- After ultrasonic stimulation, 59% of previously non-moving sperm began to swim
Slow sperm could swim faster when subjected to ultrasound, a new study has found, which could increase motility by up to 266 percent.
Groundbreaking research from Monash University in Melbourne may be the key to improving IVF success rates as male fertility around the world continues to decline.
The research put the theory to the test by grouping 50 semen samples according to the speed of their swimmers: fast, slow and still or immobile.
The samples were then bombarded with 800 megawatt ultrasonic waves at a frequency of 40 megahertz.
After 20 seconds of stimulation with ultrasonic waves, 59 percent of the previously immobile sperm began swimming at different speeds.
Groundbreaking research from Monash University in Melbourne may be the key to improving IVF success rates as male fertility around the world continues to decline (file image)
Nonmotile sperm, which originally accounted for 36 percent of the samples analyzed, dropped to just 10 percent by the end of the study.

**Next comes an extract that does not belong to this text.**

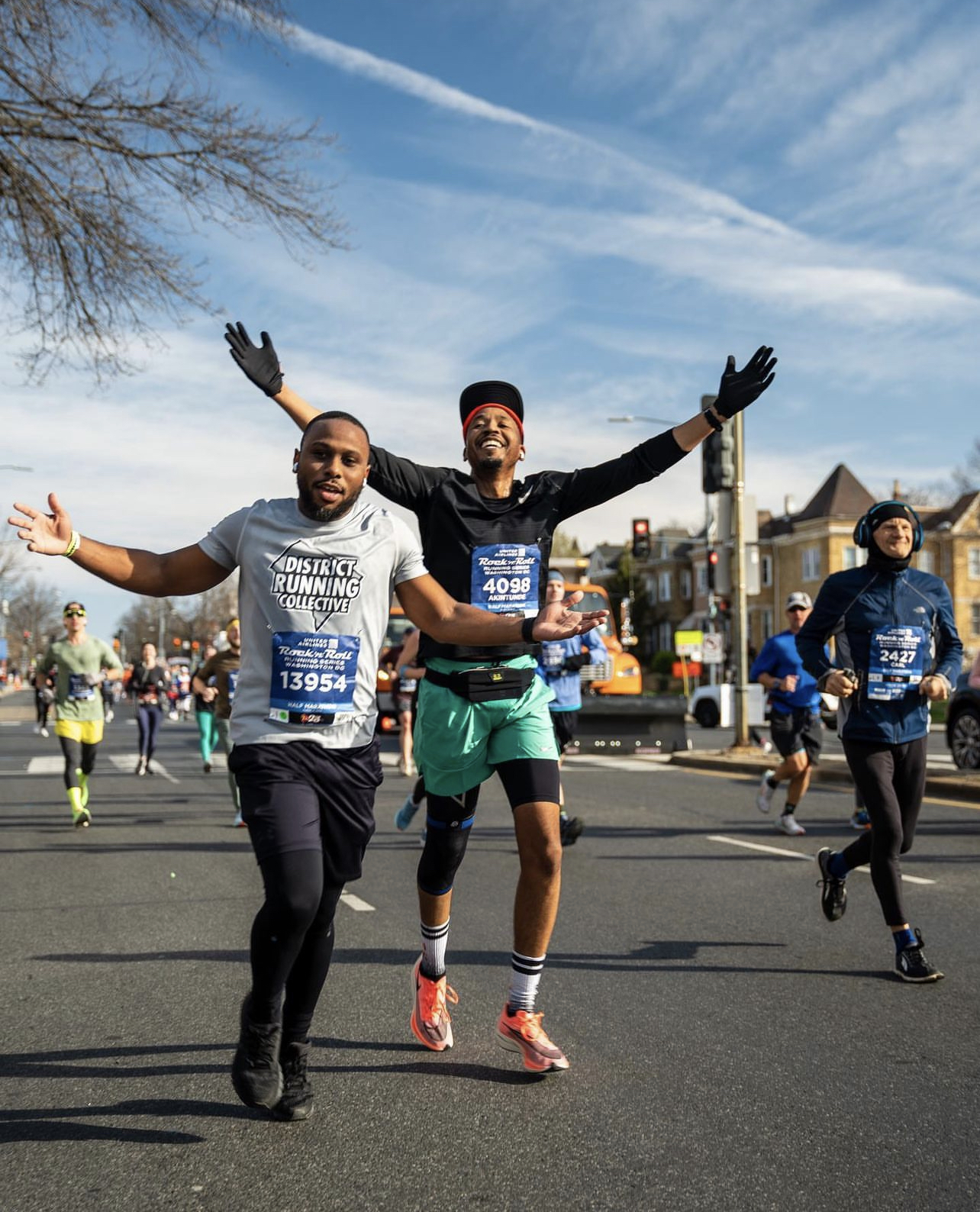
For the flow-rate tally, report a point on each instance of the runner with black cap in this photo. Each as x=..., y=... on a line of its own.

Experts believe the miraculous burst of energy may have to do with the sperm’s mitochondria, the tiny organelles inside that act as a kind of “battery.”
When ultrasound waves are applied, the mitochondria may be reactivated.
During IVF, slow swimmers can make or break a successful artificial insemination.
When a sperm sample and an egg are incubated in a dish during a conventional IVF procedure, the “best” swimmer will reach the egg first and fertilize it.
However, when the sperm are immotile or have an abnormality, a more expensive procedure is required during which a single sperm is selected and injected directly into the egg.
While researchers have yet to use sperm that have been exposed to ultrasound to fertilize an egg, they hope their breakthrough will one day help boost the success of IVF procedures and make them cheaper.
“Our motility improvement results are promising for the application of this mechanotherapy method in assisted reproduction,” the researchers stated in the journal Science Advances.
«Sperm motility in a patient’s sample determines the selection of the most appropriate therapy and significantly influences the success rate of the selected treatment cycle.
“Therefore, being able to alter motility can potentially alter therapy type selection and resulting outcomes toward the application of less invasive and more affordable options.”